Und in einem „grafischen Objekt“ aus dem Jahr 1968 haben wir es mit einem Schwarm von Buchstaben zu tun, purer Entropie, die das Murmeln der Sprache darstellt: Die Künstlerin – die sich unterhalb oder jenseits der Poesie positioniert – bringt hier die Sprache zum Stottern, zum Verlassen der Furchen, Delirium, das eine esoterische Sprache innerhalb einer normativen Sprache hervorbringt, kurz gesagt, Muttersprachen angreift.
In den 1980er Jahren kehrte Mira Schendel zum Tempern auf Leinwand oder Holz zurück, ohne die Textur ihrer früheren Gemälde. Es handelt sich nun um glatte, einfarbige Oberflächen, die mit einem Ölstift durch Linien eingeritzt wurden, wie in „I Ging„, ab 81. In dieser Reihe minimaler, aber nicht minimalistischer Werke, frei von Symmetrie oder Monotonie, gibt es einige, ohne Titel, in denen der Künstler kleine geometrische Figuren aus Blattsilber oder Blattgold auf flache Farbfelder auftrug.
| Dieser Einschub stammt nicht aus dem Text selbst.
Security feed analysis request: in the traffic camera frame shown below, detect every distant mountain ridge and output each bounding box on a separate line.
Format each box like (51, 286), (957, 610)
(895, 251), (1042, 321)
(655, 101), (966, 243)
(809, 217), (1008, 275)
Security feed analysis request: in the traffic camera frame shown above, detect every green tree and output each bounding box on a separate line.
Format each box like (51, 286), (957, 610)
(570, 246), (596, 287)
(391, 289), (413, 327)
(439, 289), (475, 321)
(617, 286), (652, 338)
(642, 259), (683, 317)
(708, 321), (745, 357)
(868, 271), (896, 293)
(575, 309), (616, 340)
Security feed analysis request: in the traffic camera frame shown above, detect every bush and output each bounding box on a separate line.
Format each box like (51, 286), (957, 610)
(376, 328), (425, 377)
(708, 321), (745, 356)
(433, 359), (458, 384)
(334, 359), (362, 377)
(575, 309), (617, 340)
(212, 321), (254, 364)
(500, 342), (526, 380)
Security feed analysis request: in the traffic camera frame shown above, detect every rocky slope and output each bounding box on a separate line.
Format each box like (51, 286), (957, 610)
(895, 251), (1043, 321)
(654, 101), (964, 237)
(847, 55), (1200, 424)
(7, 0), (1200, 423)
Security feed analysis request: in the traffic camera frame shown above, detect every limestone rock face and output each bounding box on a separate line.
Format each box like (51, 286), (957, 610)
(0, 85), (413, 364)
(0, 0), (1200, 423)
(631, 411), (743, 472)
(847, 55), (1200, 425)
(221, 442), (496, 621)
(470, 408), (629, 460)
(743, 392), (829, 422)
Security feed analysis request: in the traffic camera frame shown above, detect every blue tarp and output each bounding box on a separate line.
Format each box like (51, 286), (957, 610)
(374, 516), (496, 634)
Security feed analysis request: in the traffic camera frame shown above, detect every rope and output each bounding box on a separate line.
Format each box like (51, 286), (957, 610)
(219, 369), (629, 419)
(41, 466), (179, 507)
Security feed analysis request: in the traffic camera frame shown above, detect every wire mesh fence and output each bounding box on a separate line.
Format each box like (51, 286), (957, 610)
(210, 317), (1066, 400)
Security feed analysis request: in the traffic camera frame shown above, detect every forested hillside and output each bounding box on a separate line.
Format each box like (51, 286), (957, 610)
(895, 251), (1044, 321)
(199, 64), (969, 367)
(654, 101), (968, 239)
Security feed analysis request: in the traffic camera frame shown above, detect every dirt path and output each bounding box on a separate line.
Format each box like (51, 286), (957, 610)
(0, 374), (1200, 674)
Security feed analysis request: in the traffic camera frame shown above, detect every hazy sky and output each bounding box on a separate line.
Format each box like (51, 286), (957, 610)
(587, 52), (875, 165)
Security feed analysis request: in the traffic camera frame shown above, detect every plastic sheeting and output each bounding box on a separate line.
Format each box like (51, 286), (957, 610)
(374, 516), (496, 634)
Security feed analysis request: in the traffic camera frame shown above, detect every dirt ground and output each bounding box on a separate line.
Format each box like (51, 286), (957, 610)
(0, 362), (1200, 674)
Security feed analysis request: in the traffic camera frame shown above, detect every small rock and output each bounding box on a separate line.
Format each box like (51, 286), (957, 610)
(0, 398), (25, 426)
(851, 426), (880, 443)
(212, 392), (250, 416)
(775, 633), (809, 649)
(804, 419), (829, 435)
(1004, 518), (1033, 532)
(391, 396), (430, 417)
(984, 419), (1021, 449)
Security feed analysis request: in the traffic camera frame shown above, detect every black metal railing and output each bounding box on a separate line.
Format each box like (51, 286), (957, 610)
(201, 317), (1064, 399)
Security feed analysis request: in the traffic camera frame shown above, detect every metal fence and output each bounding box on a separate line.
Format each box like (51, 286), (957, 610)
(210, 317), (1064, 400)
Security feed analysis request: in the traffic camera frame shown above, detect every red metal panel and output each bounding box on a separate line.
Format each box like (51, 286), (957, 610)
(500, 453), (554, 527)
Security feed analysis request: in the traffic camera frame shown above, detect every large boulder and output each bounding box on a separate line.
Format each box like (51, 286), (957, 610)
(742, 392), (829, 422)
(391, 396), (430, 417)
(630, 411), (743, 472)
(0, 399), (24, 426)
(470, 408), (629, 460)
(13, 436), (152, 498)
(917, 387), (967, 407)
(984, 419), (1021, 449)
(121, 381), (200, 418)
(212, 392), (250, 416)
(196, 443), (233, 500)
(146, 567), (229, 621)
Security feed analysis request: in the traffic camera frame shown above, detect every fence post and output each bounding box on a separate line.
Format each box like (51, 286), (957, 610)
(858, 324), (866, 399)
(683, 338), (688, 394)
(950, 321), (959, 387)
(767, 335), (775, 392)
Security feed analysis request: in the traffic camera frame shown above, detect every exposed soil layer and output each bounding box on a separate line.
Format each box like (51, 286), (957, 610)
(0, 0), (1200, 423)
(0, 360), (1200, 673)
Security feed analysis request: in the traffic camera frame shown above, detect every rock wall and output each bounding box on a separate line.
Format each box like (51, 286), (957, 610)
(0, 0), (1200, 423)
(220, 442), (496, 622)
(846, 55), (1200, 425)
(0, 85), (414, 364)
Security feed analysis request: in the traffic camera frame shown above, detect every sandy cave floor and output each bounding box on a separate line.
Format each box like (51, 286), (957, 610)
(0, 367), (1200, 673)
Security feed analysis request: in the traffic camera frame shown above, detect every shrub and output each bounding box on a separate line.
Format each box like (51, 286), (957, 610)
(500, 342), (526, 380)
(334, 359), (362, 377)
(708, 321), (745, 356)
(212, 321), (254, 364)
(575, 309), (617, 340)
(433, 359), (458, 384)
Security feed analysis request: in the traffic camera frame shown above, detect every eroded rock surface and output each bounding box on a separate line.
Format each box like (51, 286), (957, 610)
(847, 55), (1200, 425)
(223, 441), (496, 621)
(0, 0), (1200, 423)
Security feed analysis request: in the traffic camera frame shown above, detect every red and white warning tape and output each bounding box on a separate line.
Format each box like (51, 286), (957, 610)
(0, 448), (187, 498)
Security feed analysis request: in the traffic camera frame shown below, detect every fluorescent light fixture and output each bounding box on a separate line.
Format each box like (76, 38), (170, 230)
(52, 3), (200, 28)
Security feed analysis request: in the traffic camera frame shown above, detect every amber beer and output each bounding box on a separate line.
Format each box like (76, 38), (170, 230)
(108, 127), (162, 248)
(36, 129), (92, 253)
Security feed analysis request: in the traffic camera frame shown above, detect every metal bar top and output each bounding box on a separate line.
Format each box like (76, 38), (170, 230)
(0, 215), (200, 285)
Indem er diese Werke mit orientalischer Kunst in Verbindung bringt, sieht Haroldo de Campos in diesen Gold- und Silberzeichen Gleichnisse mit den Siegeln der chinesischen Malerei und schreibt den einheitlichen Farbfeldern die Bedeutung zu, dass Leere – „sunyata„oder „lebendiges Vakuum“ – hat in der buddhistischen Ästhetik.
Die hier zusammengefasste Reise von Mira Schendel zielt darauf ab, andere Veröffentlichungen anzuregen, beispielsweise eine umfassende Bestandsaufnahme ihrer unzähligen Werke und eine Interpretation dieser Produktion, basierend auf theoretischen Referenzen, Religion und Philosophie, die von der Künstlerin in Notizen, Briefen und Interviews mobilisiert wurden. Denn in diesen Bezügen liegt vielleicht der Schlüssel zur Einzigartigkeit dieser Kunst mit konstruktiven Wurzeln, die sich nicht in reiner Optik, konkret oder minimalistisch, erschöpft, sondern im Ursprung der Sprachen und im Kern der Materie – in der Rauheit – sucht von Texturen, in der Transluzenz von Acryl und in den monochromen Flächen – Formen der Transzendenz.
Mira Schendel begreift in ihrem „sacro lavoro“ die Materie als etwas Ursprüngliches, Unantastbares, einer Dunkelheit voller Geheimnisse, im Widerstand gegen die Instrumentalisierung von Codes – gegen die Merkantilität der Klischees der massenmedialen und digitalen Welt Netzwerk.
*Ricardo Fabbrini Er ist Professor am Institut für Philosophie der USP. Autor, unter anderem von Kunst nach den Avantgarden (Unicamp).